19Le directeur peut se faire représenter par un agent ayant au moins le grade d'inspecteur 1 . Pour assurer un fonctionnement optimal du dispositif, il est nécessaire que les commissions aient, dans chaque Direction des Services fiscaux, un interlocuteur unique, ce qui suppose que, sauf empêchement ou circonstance particulière, la représentation du directeur soit toujours assurée par le même agent.


  IV. Informations susceptibles d'être échangées


20L'administration fiscale est déliée du secret professionnel par l'article L. 331-3 du Code de la consommation.

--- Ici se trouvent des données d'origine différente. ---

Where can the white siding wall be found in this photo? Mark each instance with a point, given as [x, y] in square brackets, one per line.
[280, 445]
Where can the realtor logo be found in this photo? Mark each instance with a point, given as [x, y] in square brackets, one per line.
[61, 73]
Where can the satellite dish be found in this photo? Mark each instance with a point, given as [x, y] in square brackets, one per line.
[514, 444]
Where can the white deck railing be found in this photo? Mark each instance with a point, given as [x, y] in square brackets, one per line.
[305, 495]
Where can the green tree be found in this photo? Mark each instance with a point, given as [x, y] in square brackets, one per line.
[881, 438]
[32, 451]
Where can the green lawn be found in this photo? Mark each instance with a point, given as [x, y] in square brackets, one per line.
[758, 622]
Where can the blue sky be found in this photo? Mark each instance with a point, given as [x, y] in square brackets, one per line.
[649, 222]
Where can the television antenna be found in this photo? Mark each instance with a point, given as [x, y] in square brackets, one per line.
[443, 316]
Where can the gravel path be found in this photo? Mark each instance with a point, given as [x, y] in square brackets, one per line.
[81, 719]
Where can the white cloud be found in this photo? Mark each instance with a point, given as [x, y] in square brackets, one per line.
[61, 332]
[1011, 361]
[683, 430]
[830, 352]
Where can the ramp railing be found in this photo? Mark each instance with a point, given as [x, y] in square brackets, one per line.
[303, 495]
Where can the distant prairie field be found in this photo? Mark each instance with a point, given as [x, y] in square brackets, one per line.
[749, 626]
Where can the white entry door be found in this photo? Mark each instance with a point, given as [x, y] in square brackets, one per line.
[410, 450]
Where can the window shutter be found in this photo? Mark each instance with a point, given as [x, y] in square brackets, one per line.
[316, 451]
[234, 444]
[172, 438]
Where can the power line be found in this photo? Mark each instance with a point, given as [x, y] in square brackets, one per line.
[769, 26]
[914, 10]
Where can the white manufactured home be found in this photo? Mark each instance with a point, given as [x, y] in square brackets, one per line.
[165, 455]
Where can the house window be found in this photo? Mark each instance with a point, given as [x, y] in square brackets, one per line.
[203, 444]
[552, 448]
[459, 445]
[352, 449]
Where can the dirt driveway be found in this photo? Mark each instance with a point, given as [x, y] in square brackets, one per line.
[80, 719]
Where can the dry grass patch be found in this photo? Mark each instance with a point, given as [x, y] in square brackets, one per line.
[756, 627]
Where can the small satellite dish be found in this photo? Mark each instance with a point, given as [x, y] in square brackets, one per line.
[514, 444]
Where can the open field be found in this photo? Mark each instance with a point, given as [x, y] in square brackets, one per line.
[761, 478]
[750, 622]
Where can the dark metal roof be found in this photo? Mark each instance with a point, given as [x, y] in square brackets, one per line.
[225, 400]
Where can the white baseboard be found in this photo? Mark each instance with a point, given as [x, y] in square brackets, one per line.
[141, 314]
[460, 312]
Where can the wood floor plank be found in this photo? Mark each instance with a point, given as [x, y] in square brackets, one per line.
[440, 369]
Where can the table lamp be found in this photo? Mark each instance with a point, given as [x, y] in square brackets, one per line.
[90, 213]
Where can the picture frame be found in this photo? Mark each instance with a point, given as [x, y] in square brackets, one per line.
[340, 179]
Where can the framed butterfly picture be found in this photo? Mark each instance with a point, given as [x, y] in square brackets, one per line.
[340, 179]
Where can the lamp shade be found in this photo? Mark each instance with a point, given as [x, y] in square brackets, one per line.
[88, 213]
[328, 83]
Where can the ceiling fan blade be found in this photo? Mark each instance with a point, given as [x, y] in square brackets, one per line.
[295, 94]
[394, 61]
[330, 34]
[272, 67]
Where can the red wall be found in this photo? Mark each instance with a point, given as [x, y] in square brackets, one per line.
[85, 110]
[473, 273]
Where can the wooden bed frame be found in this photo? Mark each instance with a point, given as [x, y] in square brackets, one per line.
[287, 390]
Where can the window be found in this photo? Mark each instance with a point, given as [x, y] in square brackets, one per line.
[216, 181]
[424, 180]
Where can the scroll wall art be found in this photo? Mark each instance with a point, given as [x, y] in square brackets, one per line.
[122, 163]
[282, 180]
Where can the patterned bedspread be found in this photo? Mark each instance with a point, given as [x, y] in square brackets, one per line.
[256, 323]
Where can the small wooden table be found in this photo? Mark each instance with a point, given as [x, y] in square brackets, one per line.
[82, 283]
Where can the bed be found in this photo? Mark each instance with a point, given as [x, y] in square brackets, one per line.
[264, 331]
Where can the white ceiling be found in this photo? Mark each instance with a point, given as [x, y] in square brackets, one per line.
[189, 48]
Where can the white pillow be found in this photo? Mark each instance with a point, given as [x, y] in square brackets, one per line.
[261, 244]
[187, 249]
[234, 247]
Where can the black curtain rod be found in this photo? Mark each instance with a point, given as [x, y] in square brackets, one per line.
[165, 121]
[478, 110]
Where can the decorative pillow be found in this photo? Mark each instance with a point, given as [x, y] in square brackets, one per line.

En application de ce texte, la commission « peut obtenir communication auprès des administrations publiques, des établissements de crédit, des organismes de sécurité et de prévoyance sociale ainsi que des services chargés de centraliser les risques bancaires et les incidents de paiement, de tout renseignement de nature à lui donner une exacte information sur la situation du débiteur, l'évolution de celle-ci et les procédures de conciliation amiables en cours ».

21Le montant et le détail des dettes fiscales seront communiqués à la commission par le trésorier-payeur général pour les impositions dont le recouvrement incombe aux services de la comptabilité publique et par le directeur des services fiscaux pour ce qui concerne les taxes et droits recouvrés par la DGI 2 .

S'agissant des autres renseignements détenus par les services de la DGI, devront être communiqués à la commission tous ceux qui présentent un intérêt pour l'instruction du dossier du contribuable surendetté, à la demande de celle-ci ou à l'initiative du directeur.

Il en est ainsi de toutes informations permettant à la commission d'apprécier le comportement de la personne surendettée au regard de ses obligations fiscales, ainsi que de mieux appréhender l'ensemble de ses ressources.

Ces dernières, doivent s'entendre non seulement des revenus proprement dits et des éléments composant le patrimoine de l'intéressé, mais également, par exemple, des aides de toutes sortes lui bénéficiant ou susceptibles de lui bénéficier (ex : personnes tenues, à son égard, à une obligation d'assistance, concubins aux ressources suffisantes pour partager certaines charges de la vie commune, etc.).

Lorsqu'un contrôle fiscal est en cours, il conviendra d'informer la commission des redressements envisagés dès lors qu'ils ont été acceptés ou confirmés par lettre n° 3926.

De même, la commission devra être tenue informée du dépôt des réclamations et de l'engagement de recours juridictionnels, de l'issue des procédures contentieuses ou gracieuses, ainsi que des dégrèvements contentieux et gracieux prononcés ou envisagés, dans la mesure où cette information peut permettre une appréciation actualisée et prospective de la situation de la personne surendettée.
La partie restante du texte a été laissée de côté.